Simon Riera (pronounced Re-air-ah) fell in love with filmmaking while studying geology at Otago University. Since then his work as a cinematographer has included five features — spanning everything from Hopeless to Housebound — award-winning work on TV thriller The Cult, and an array of noteworthy short films.
In May 2017 Victoria Spackman began as leader of creative campus Te Auaha, which is set to open in Wellington in 2018. Before that she was chief executive and co-owner of Wellington company Gibson Group, whose multi-media and interactive installations and TV programmes reach a large international audience. Studies in law, film, theatre and linguistics have all fed into Spackman's work.
The multi-talented Jackie van Beek emerged from Wellington’s 90s theatre scene. After directing a run of award-winning shorts, her first feature The Inland Road was invited to the 2017 Berlin Film Festival. She went on to co-direct, co-write and co-star in comedy The Breaker Upperers, with Madeleine Sami. As an actor, van Beek is probably best known for her role in What We Do in the Shadows, as a vampire groupie.

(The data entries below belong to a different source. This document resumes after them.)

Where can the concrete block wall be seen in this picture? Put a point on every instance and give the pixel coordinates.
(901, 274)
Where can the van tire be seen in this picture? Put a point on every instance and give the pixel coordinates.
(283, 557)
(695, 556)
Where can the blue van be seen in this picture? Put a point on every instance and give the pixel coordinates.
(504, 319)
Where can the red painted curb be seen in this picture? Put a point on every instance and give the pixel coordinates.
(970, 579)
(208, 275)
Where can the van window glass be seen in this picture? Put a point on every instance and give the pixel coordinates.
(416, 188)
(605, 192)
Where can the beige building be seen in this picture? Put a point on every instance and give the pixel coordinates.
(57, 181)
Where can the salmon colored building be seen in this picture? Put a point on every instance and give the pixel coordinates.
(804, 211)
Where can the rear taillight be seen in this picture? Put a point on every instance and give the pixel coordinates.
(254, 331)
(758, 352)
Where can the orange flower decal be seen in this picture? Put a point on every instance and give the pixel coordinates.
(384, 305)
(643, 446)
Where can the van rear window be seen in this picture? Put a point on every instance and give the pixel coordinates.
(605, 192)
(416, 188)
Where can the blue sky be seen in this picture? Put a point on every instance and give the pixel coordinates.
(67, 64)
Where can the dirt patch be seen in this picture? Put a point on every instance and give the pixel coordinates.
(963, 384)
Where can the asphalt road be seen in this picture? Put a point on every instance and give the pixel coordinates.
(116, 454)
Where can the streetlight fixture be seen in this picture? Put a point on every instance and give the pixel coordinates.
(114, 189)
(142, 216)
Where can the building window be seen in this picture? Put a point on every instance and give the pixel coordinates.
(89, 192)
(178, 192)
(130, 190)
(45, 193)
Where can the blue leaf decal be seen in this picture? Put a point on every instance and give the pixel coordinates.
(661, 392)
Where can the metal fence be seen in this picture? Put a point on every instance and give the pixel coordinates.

The trio of documentaries surrounding the religious community of Gloriavale generated huge TV ratings. Amanda Evans is the director and producer behind this mini-TV phenomenon. In her 30 year career she has produced and/ or directed documentaries, reality series and iconic Kiwi kids and arts shows.
Michelanne Forster is a playwright, scriptwriter and author, who moved from her native California to New Zealand in the 1970s. After training as a teacher, she began her career as a writer, producer and director of children’s programmes with TVNZ. She played a large part in making the long-running Play School more relevant to a Kiwi audience, and later worked on children's shows Spot On, What Now and After School.